The Effect of Structural and Process Parameters on the Effective Properties of Polymer Composites Reinforced by Fiber-rod and Three-dimensional Weaving

Abstract

Weaving structure and manufacturing characteristics have close relationships with the mechanical properties of polymer composite reinforced by fiber-rod and three-dimensional (3D) weaving (PCFR3DWs). The Eshelby-Mori-Tanaka inclusion theory and the stiffness volume average method are proposed herein to predict the effective properties of PCFR3DWs. The elastic properties of compound weaving composites (CWCs) and unidirectional weaving laminate composites (UWLCs) of PCFR3DWs were thereby calculated. The effect of the fiber-rod array interval (D) and fiber-rod diameter (d) on the elastic properties of PCFR3DW UWLCs and CWCs were investigated and discussed. Furthermore, considering the characteristics of manufacturing process, the influences of yarn packing factor and void ratio on the stiffness properties of CWC were studied as well. Experiments and finite element analysis (FEA) validated the calculation model, with good agreement between the experimental, FEA and calculation results. The D greatly affected some of the elastic constants of the PCFR3DWs, while d had little effect on the elastic constants other than the longitudinal Young’s modulus.
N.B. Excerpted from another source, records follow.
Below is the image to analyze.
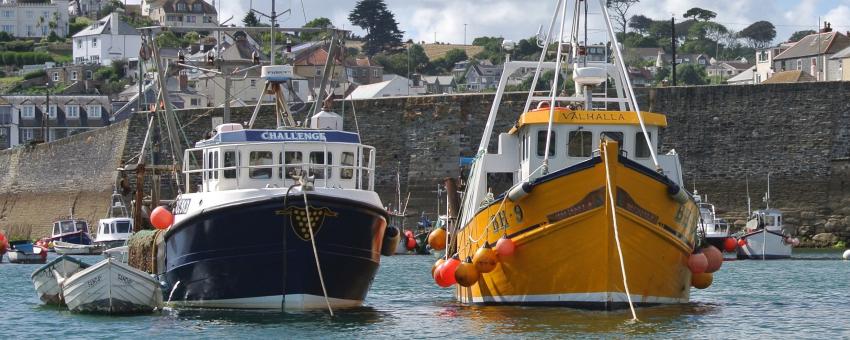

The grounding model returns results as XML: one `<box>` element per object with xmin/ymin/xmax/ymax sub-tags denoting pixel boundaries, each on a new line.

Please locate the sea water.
<box><xmin>0</xmin><ymin>250</ymin><xmax>850</xmax><ymax>339</ymax></box>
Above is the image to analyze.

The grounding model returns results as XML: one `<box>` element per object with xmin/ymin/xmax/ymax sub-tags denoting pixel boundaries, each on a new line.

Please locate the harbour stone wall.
<box><xmin>0</xmin><ymin>82</ymin><xmax>850</xmax><ymax>246</ymax></box>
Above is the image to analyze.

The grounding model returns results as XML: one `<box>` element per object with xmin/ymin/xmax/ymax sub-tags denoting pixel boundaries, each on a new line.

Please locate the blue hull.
<box><xmin>164</xmin><ymin>195</ymin><xmax>387</xmax><ymax>308</ymax></box>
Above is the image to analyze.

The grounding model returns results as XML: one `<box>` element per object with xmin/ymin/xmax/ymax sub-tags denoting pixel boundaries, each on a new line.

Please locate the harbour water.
<box><xmin>0</xmin><ymin>250</ymin><xmax>850</xmax><ymax>339</ymax></box>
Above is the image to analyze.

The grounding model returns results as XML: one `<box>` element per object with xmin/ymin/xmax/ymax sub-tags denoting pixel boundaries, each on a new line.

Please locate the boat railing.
<box><xmin>182</xmin><ymin>144</ymin><xmax>375</xmax><ymax>192</ymax></box>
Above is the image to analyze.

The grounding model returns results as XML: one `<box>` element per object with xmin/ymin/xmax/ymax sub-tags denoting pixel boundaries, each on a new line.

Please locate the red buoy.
<box><xmin>151</xmin><ymin>206</ymin><xmax>174</xmax><ymax>229</ymax></box>
<box><xmin>493</xmin><ymin>237</ymin><xmax>516</xmax><ymax>257</ymax></box>
<box><xmin>688</xmin><ymin>253</ymin><xmax>708</xmax><ymax>274</ymax></box>
<box><xmin>723</xmin><ymin>237</ymin><xmax>738</xmax><ymax>253</ymax></box>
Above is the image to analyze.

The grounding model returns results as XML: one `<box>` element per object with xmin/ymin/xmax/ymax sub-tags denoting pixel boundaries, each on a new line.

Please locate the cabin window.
<box><xmin>537</xmin><ymin>131</ymin><xmax>558</xmax><ymax>157</ymax></box>
<box><xmin>635</xmin><ymin>132</ymin><xmax>652</xmax><ymax>158</ymax></box>
<box><xmin>602</xmin><ymin>131</ymin><xmax>623</xmax><ymax>150</ymax></box>
<box><xmin>283</xmin><ymin>151</ymin><xmax>303</xmax><ymax>179</ymax></box>
<box><xmin>567</xmin><ymin>130</ymin><xmax>593</xmax><ymax>157</ymax></box>
<box><xmin>339</xmin><ymin>152</ymin><xmax>354</xmax><ymax>179</ymax></box>
<box><xmin>248</xmin><ymin>151</ymin><xmax>274</xmax><ymax>179</ymax></box>
<box><xmin>310</xmin><ymin>151</ymin><xmax>333</xmax><ymax>179</ymax></box>
<box><xmin>115</xmin><ymin>221</ymin><xmax>130</xmax><ymax>234</ymax></box>
<box><xmin>224</xmin><ymin>151</ymin><xmax>239</xmax><ymax>178</ymax></box>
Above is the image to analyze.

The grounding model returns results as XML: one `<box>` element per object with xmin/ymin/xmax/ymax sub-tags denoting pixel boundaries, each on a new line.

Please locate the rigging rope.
<box><xmin>301</xmin><ymin>189</ymin><xmax>334</xmax><ymax>316</ymax></box>
<box><xmin>602</xmin><ymin>142</ymin><xmax>637</xmax><ymax>320</ymax></box>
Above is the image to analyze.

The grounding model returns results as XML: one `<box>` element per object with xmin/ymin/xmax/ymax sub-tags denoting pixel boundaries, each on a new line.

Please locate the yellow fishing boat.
<box><xmin>440</xmin><ymin>0</ymin><xmax>700</xmax><ymax>309</ymax></box>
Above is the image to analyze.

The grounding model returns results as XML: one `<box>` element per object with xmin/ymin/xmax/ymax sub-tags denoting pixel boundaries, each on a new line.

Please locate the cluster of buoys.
<box><xmin>688</xmin><ymin>245</ymin><xmax>725</xmax><ymax>289</ymax></box>
<box><xmin>151</xmin><ymin>206</ymin><xmax>174</xmax><ymax>229</ymax></box>
<box><xmin>428</xmin><ymin>235</ymin><xmax>516</xmax><ymax>288</ymax></box>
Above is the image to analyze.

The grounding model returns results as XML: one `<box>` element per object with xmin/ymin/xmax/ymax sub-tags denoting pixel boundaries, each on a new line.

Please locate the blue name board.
<box><xmin>196</xmin><ymin>130</ymin><xmax>360</xmax><ymax>146</ymax></box>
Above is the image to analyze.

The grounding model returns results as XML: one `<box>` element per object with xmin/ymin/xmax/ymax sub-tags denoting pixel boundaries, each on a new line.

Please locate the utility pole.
<box><xmin>670</xmin><ymin>16</ymin><xmax>676</xmax><ymax>86</ymax></box>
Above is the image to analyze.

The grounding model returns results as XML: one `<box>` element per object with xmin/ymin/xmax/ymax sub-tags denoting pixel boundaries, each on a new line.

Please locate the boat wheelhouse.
<box><xmin>50</xmin><ymin>217</ymin><xmax>92</xmax><ymax>245</ymax></box>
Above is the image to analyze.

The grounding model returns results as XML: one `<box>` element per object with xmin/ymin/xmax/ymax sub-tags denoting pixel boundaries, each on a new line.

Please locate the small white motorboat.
<box><xmin>102</xmin><ymin>246</ymin><xmax>130</xmax><ymax>263</ymax></box>
<box><xmin>53</xmin><ymin>241</ymin><xmax>105</xmax><ymax>255</ymax></box>
<box><xmin>30</xmin><ymin>255</ymin><xmax>89</xmax><ymax>306</ymax></box>
<box><xmin>62</xmin><ymin>259</ymin><xmax>162</xmax><ymax>314</ymax></box>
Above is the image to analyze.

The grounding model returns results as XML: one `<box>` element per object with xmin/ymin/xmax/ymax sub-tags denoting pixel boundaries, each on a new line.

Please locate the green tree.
<box><xmin>738</xmin><ymin>20</ymin><xmax>776</xmax><ymax>48</ymax></box>
<box><xmin>683</xmin><ymin>7</ymin><xmax>717</xmax><ymax>21</ymax></box>
<box><xmin>301</xmin><ymin>18</ymin><xmax>333</xmax><ymax>41</ymax></box>
<box><xmin>606</xmin><ymin>0</ymin><xmax>640</xmax><ymax>34</ymax></box>
<box><xmin>242</xmin><ymin>11</ymin><xmax>260</xmax><ymax>27</ymax></box>
<box><xmin>348</xmin><ymin>0</ymin><xmax>404</xmax><ymax>56</ymax></box>
<box><xmin>788</xmin><ymin>30</ymin><xmax>817</xmax><ymax>42</ymax></box>
<box><xmin>676</xmin><ymin>64</ymin><xmax>708</xmax><ymax>85</ymax></box>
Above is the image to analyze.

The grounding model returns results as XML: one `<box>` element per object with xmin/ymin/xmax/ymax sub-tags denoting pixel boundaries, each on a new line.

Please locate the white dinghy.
<box><xmin>30</xmin><ymin>256</ymin><xmax>89</xmax><ymax>306</ymax></box>
<box><xmin>62</xmin><ymin>258</ymin><xmax>162</xmax><ymax>314</ymax></box>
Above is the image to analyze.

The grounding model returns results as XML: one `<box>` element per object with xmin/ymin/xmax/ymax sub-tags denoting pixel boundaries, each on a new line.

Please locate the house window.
<box><xmin>567</xmin><ymin>130</ymin><xmax>593</xmax><ymax>157</ymax></box>
<box><xmin>248</xmin><ymin>151</ymin><xmax>273</xmax><ymax>179</ymax></box>
<box><xmin>21</xmin><ymin>105</ymin><xmax>35</xmax><ymax>119</ymax></box>
<box><xmin>86</xmin><ymin>105</ymin><xmax>101</xmax><ymax>118</ymax></box>
<box><xmin>635</xmin><ymin>132</ymin><xmax>652</xmax><ymax>158</ymax></box>
<box><xmin>65</xmin><ymin>105</ymin><xmax>80</xmax><ymax>119</ymax></box>
<box><xmin>537</xmin><ymin>131</ymin><xmax>558</xmax><ymax>157</ymax></box>
<box><xmin>47</xmin><ymin>105</ymin><xmax>56</xmax><ymax>119</ymax></box>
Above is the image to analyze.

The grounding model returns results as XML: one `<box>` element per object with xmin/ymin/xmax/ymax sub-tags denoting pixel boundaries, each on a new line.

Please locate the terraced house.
<box><xmin>142</xmin><ymin>0</ymin><xmax>218</xmax><ymax>27</ymax></box>
<box><xmin>0</xmin><ymin>95</ymin><xmax>112</xmax><ymax>147</ymax></box>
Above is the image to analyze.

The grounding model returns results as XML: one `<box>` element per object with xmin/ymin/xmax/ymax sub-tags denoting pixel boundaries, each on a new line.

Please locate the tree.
<box><xmin>629</xmin><ymin>15</ymin><xmax>652</xmax><ymax>34</ymax></box>
<box><xmin>242</xmin><ymin>11</ymin><xmax>260</xmax><ymax>27</ymax></box>
<box><xmin>683</xmin><ymin>7</ymin><xmax>717</xmax><ymax>21</ymax></box>
<box><xmin>738</xmin><ymin>20</ymin><xmax>776</xmax><ymax>48</ymax></box>
<box><xmin>301</xmin><ymin>18</ymin><xmax>333</xmax><ymax>41</ymax></box>
<box><xmin>788</xmin><ymin>30</ymin><xmax>817</xmax><ymax>42</ymax></box>
<box><xmin>606</xmin><ymin>0</ymin><xmax>640</xmax><ymax>34</ymax></box>
<box><xmin>348</xmin><ymin>0</ymin><xmax>404</xmax><ymax>56</ymax></box>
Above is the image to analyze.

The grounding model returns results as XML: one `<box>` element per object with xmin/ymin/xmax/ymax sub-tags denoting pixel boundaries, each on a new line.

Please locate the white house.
<box><xmin>73</xmin><ymin>14</ymin><xmax>142</xmax><ymax>65</ymax></box>
<box><xmin>0</xmin><ymin>0</ymin><xmax>68</xmax><ymax>38</ymax></box>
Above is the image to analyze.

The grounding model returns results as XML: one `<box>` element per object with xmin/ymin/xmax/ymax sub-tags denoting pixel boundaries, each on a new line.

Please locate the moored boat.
<box><xmin>437</xmin><ymin>0</ymin><xmax>710</xmax><ymax>309</ymax></box>
<box><xmin>30</xmin><ymin>256</ymin><xmax>89</xmax><ymax>305</ymax></box>
<box><xmin>61</xmin><ymin>259</ymin><xmax>162</xmax><ymax>314</ymax></box>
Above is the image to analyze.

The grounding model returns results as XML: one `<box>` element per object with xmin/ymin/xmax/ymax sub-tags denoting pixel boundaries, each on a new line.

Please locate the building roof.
<box><xmin>74</xmin><ymin>13</ymin><xmax>139</xmax><ymax>37</ymax></box>
<box><xmin>773</xmin><ymin>32</ymin><xmax>850</xmax><ymax>60</ymax></box>
<box><xmin>726</xmin><ymin>66</ymin><xmax>756</xmax><ymax>84</ymax></box>
<box><xmin>762</xmin><ymin>70</ymin><xmax>817</xmax><ymax>84</ymax></box>
<box><xmin>151</xmin><ymin>0</ymin><xmax>217</xmax><ymax>14</ymax></box>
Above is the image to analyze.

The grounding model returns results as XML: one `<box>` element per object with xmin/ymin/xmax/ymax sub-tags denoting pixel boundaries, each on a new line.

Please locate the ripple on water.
<box><xmin>0</xmin><ymin>251</ymin><xmax>850</xmax><ymax>339</ymax></box>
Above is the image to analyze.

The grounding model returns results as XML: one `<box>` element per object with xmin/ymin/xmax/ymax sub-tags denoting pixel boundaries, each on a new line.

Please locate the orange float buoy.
<box><xmin>455</xmin><ymin>257</ymin><xmax>480</xmax><ymax>287</ymax></box>
<box><xmin>691</xmin><ymin>273</ymin><xmax>714</xmax><ymax>289</ymax></box>
<box><xmin>493</xmin><ymin>236</ymin><xmax>516</xmax><ymax>257</ymax></box>
<box><xmin>723</xmin><ymin>237</ymin><xmax>738</xmax><ymax>253</ymax></box>
<box><xmin>151</xmin><ymin>206</ymin><xmax>174</xmax><ymax>229</ymax></box>
<box><xmin>431</xmin><ymin>259</ymin><xmax>446</xmax><ymax>277</ymax></box>
<box><xmin>688</xmin><ymin>253</ymin><xmax>708</xmax><ymax>274</ymax></box>
<box><xmin>472</xmin><ymin>243</ymin><xmax>499</xmax><ymax>273</ymax></box>
<box><xmin>702</xmin><ymin>246</ymin><xmax>723</xmax><ymax>273</ymax></box>
<box><xmin>428</xmin><ymin>227</ymin><xmax>446</xmax><ymax>250</ymax></box>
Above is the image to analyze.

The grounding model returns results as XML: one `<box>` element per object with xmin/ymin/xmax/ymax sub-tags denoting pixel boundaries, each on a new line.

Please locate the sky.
<box><xmin>128</xmin><ymin>0</ymin><xmax>850</xmax><ymax>44</ymax></box>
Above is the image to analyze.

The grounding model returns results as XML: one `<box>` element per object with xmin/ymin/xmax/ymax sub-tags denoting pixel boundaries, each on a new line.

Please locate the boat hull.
<box><xmin>165</xmin><ymin>194</ymin><xmax>387</xmax><ymax>310</ymax></box>
<box><xmin>456</xmin><ymin>152</ymin><xmax>699</xmax><ymax>309</ymax></box>
<box><xmin>737</xmin><ymin>229</ymin><xmax>792</xmax><ymax>260</ymax></box>
<box><xmin>30</xmin><ymin>256</ymin><xmax>89</xmax><ymax>306</ymax></box>
<box><xmin>62</xmin><ymin>259</ymin><xmax>162</xmax><ymax>314</ymax></box>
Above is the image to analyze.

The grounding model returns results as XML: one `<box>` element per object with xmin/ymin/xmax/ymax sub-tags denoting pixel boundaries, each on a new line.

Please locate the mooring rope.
<box><xmin>301</xmin><ymin>190</ymin><xmax>334</xmax><ymax>316</ymax></box>
<box><xmin>602</xmin><ymin>142</ymin><xmax>637</xmax><ymax>320</ymax></box>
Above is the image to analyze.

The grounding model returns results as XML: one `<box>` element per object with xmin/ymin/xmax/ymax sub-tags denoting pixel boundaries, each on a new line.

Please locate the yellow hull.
<box><xmin>455</xmin><ymin>147</ymin><xmax>699</xmax><ymax>309</ymax></box>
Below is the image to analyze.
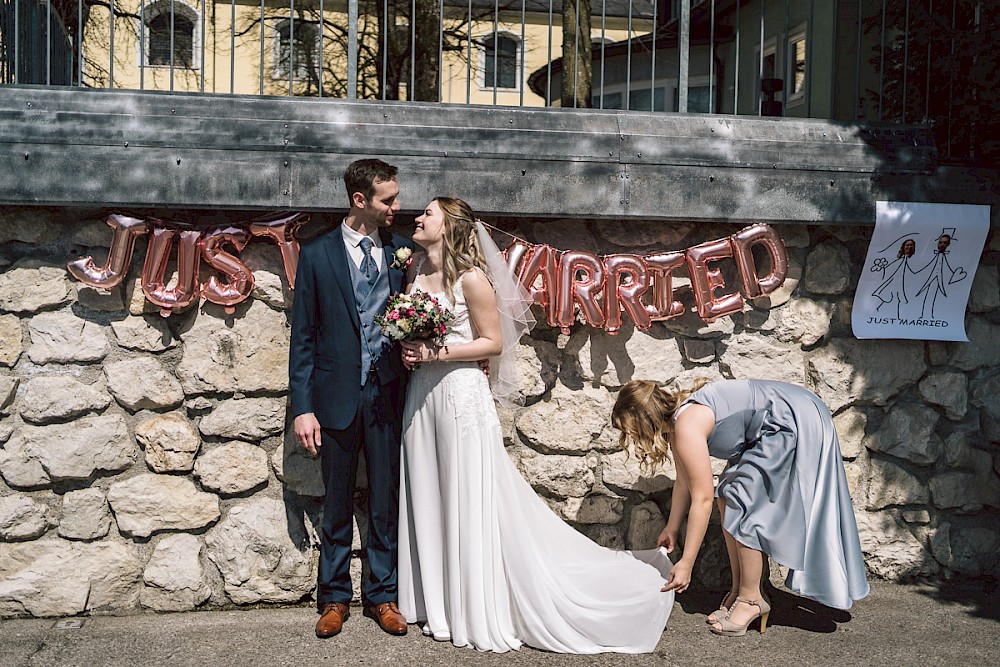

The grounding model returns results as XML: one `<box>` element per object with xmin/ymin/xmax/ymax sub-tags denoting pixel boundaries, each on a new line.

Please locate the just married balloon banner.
<box><xmin>67</xmin><ymin>213</ymin><xmax>788</xmax><ymax>333</ymax></box>
<box><xmin>851</xmin><ymin>201</ymin><xmax>990</xmax><ymax>341</ymax></box>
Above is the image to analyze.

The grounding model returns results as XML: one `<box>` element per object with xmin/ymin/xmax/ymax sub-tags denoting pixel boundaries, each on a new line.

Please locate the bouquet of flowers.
<box><xmin>375</xmin><ymin>290</ymin><xmax>455</xmax><ymax>341</ymax></box>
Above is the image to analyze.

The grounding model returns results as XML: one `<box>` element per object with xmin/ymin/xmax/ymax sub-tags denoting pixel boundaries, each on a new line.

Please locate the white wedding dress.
<box><xmin>399</xmin><ymin>268</ymin><xmax>674</xmax><ymax>653</ymax></box>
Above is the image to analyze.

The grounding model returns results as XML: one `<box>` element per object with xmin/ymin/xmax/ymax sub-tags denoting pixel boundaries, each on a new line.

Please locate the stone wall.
<box><xmin>0</xmin><ymin>209</ymin><xmax>1000</xmax><ymax>617</ymax></box>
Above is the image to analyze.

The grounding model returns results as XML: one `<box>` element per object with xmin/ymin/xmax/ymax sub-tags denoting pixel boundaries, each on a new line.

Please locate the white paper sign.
<box><xmin>851</xmin><ymin>201</ymin><xmax>990</xmax><ymax>341</ymax></box>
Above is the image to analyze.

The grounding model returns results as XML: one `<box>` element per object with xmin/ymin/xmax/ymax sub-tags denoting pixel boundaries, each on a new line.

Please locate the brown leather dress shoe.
<box><xmin>316</xmin><ymin>602</ymin><xmax>351</xmax><ymax>639</ymax></box>
<box><xmin>365</xmin><ymin>602</ymin><xmax>406</xmax><ymax>635</ymax></box>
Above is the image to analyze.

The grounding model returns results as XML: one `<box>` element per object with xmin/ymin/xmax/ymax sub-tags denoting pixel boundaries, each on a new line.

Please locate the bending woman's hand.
<box><xmin>400</xmin><ymin>339</ymin><xmax>441</xmax><ymax>370</ymax></box>
<box><xmin>660</xmin><ymin>558</ymin><xmax>691</xmax><ymax>593</ymax></box>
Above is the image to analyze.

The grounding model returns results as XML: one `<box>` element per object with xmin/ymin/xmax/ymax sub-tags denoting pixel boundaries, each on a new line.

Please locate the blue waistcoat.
<box><xmin>347</xmin><ymin>248</ymin><xmax>392</xmax><ymax>387</ymax></box>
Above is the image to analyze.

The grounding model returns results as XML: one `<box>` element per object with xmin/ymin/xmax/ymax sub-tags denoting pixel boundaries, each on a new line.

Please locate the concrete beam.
<box><xmin>0</xmin><ymin>86</ymin><xmax>1000</xmax><ymax>224</ymax></box>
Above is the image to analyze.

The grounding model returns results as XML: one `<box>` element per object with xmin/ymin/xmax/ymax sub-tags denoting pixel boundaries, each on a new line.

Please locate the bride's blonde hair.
<box><xmin>434</xmin><ymin>197</ymin><xmax>490</xmax><ymax>294</ymax></box>
<box><xmin>611</xmin><ymin>380</ymin><xmax>707</xmax><ymax>470</ymax></box>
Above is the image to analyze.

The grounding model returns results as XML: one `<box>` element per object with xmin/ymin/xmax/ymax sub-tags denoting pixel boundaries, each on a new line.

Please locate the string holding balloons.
<box><xmin>497</xmin><ymin>223</ymin><xmax>788</xmax><ymax>334</ymax></box>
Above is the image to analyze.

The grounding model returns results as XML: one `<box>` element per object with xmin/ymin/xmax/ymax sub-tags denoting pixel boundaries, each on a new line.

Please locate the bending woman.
<box><xmin>612</xmin><ymin>380</ymin><xmax>869</xmax><ymax>635</ymax></box>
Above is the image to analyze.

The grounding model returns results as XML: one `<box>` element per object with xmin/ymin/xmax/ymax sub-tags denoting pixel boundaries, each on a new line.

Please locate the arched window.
<box><xmin>479</xmin><ymin>32</ymin><xmax>521</xmax><ymax>90</ymax></box>
<box><xmin>271</xmin><ymin>19</ymin><xmax>319</xmax><ymax>79</ymax></box>
<box><xmin>143</xmin><ymin>0</ymin><xmax>200</xmax><ymax>69</ymax></box>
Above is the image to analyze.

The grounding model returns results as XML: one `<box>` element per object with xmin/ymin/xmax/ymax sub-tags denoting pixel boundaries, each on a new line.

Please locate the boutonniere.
<box><xmin>389</xmin><ymin>246</ymin><xmax>413</xmax><ymax>269</ymax></box>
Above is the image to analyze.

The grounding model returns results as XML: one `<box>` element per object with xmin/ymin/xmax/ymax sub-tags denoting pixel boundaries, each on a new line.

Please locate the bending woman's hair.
<box><xmin>434</xmin><ymin>197</ymin><xmax>492</xmax><ymax>294</ymax></box>
<box><xmin>611</xmin><ymin>380</ymin><xmax>708</xmax><ymax>470</ymax></box>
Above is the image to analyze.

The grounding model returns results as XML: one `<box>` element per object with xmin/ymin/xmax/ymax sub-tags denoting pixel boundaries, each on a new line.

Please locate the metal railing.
<box><xmin>0</xmin><ymin>0</ymin><xmax>1000</xmax><ymax>162</ymax></box>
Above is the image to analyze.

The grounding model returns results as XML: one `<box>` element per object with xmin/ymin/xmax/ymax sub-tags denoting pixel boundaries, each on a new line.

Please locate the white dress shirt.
<box><xmin>341</xmin><ymin>223</ymin><xmax>385</xmax><ymax>273</ymax></box>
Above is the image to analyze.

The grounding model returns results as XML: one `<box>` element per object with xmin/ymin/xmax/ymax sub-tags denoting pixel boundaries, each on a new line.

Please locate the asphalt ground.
<box><xmin>0</xmin><ymin>581</ymin><xmax>1000</xmax><ymax>667</ymax></box>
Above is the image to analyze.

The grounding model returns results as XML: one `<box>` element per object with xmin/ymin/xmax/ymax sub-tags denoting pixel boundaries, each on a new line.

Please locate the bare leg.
<box><xmin>714</xmin><ymin>536</ymin><xmax>767</xmax><ymax>629</ymax></box>
<box><xmin>708</xmin><ymin>498</ymin><xmax>740</xmax><ymax>623</ymax></box>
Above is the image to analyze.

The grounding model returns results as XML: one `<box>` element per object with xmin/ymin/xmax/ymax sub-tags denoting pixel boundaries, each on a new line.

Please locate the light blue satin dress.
<box><xmin>685</xmin><ymin>380</ymin><xmax>869</xmax><ymax>609</ymax></box>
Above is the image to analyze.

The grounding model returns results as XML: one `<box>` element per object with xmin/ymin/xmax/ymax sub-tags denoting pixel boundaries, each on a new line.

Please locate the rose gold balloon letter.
<box><xmin>66</xmin><ymin>215</ymin><xmax>146</xmax><ymax>289</ymax></box>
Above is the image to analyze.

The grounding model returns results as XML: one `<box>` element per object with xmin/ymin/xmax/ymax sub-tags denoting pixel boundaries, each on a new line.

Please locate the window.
<box><xmin>785</xmin><ymin>26</ymin><xmax>808</xmax><ymax>105</ymax></box>
<box><xmin>754</xmin><ymin>37</ymin><xmax>784</xmax><ymax>116</ymax></box>
<box><xmin>271</xmin><ymin>19</ymin><xmax>319</xmax><ymax>79</ymax></box>
<box><xmin>0</xmin><ymin>0</ymin><xmax>76</xmax><ymax>86</ymax></box>
<box><xmin>479</xmin><ymin>32</ymin><xmax>521</xmax><ymax>90</ymax></box>
<box><xmin>143</xmin><ymin>0</ymin><xmax>198</xmax><ymax>69</ymax></box>
<box><xmin>591</xmin><ymin>81</ymin><xmax>710</xmax><ymax>113</ymax></box>
<box><xmin>674</xmin><ymin>84</ymin><xmax>718</xmax><ymax>113</ymax></box>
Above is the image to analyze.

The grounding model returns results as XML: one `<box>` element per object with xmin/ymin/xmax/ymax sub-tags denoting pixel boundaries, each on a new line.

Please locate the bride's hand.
<box><xmin>656</xmin><ymin>524</ymin><xmax>680</xmax><ymax>553</ymax></box>
<box><xmin>400</xmin><ymin>339</ymin><xmax>441</xmax><ymax>369</ymax></box>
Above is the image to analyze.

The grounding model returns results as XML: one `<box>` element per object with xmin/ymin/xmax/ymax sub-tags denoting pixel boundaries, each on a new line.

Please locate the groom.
<box><xmin>288</xmin><ymin>159</ymin><xmax>409</xmax><ymax>638</ymax></box>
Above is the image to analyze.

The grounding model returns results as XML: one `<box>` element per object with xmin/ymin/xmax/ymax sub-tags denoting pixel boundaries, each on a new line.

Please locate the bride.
<box><xmin>399</xmin><ymin>197</ymin><xmax>674</xmax><ymax>653</ymax></box>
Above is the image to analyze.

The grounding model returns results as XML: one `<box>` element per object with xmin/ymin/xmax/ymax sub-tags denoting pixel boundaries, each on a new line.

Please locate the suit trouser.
<box><xmin>316</xmin><ymin>373</ymin><xmax>400</xmax><ymax>609</ymax></box>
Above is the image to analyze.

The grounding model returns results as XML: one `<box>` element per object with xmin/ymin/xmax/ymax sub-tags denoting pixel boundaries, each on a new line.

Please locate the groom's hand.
<box><xmin>295</xmin><ymin>412</ymin><xmax>320</xmax><ymax>456</ymax></box>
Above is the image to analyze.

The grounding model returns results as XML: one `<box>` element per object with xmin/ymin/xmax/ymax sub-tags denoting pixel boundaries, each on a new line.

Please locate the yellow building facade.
<box><xmin>74</xmin><ymin>0</ymin><xmax>652</xmax><ymax>107</ymax></box>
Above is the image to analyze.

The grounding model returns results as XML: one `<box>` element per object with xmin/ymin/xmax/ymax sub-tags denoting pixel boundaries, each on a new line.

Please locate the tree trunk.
<box><xmin>560</xmin><ymin>0</ymin><xmax>593</xmax><ymax>108</ymax></box>
<box><xmin>410</xmin><ymin>0</ymin><xmax>441</xmax><ymax>102</ymax></box>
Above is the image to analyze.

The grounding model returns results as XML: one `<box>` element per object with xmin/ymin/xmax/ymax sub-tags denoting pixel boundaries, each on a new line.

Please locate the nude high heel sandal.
<box><xmin>710</xmin><ymin>598</ymin><xmax>771</xmax><ymax>637</ymax></box>
<box><xmin>705</xmin><ymin>589</ymin><xmax>737</xmax><ymax>625</ymax></box>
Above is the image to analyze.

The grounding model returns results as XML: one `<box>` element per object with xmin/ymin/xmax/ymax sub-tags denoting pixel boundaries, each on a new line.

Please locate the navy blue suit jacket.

The yarn packing factor had significantly effect on the stiffness properties of the composites, while the influence of the void ratio was negligible. Moreover, the fracture mechanism of PCFR3DW was evaluated based on the experimental test result. This work will facilitate the design of PCFR3DWs by providing insight into the relationships between the various stiffness properties, weaving structure, geometric parameters and procedure parameters of the components that affect macroscale performance.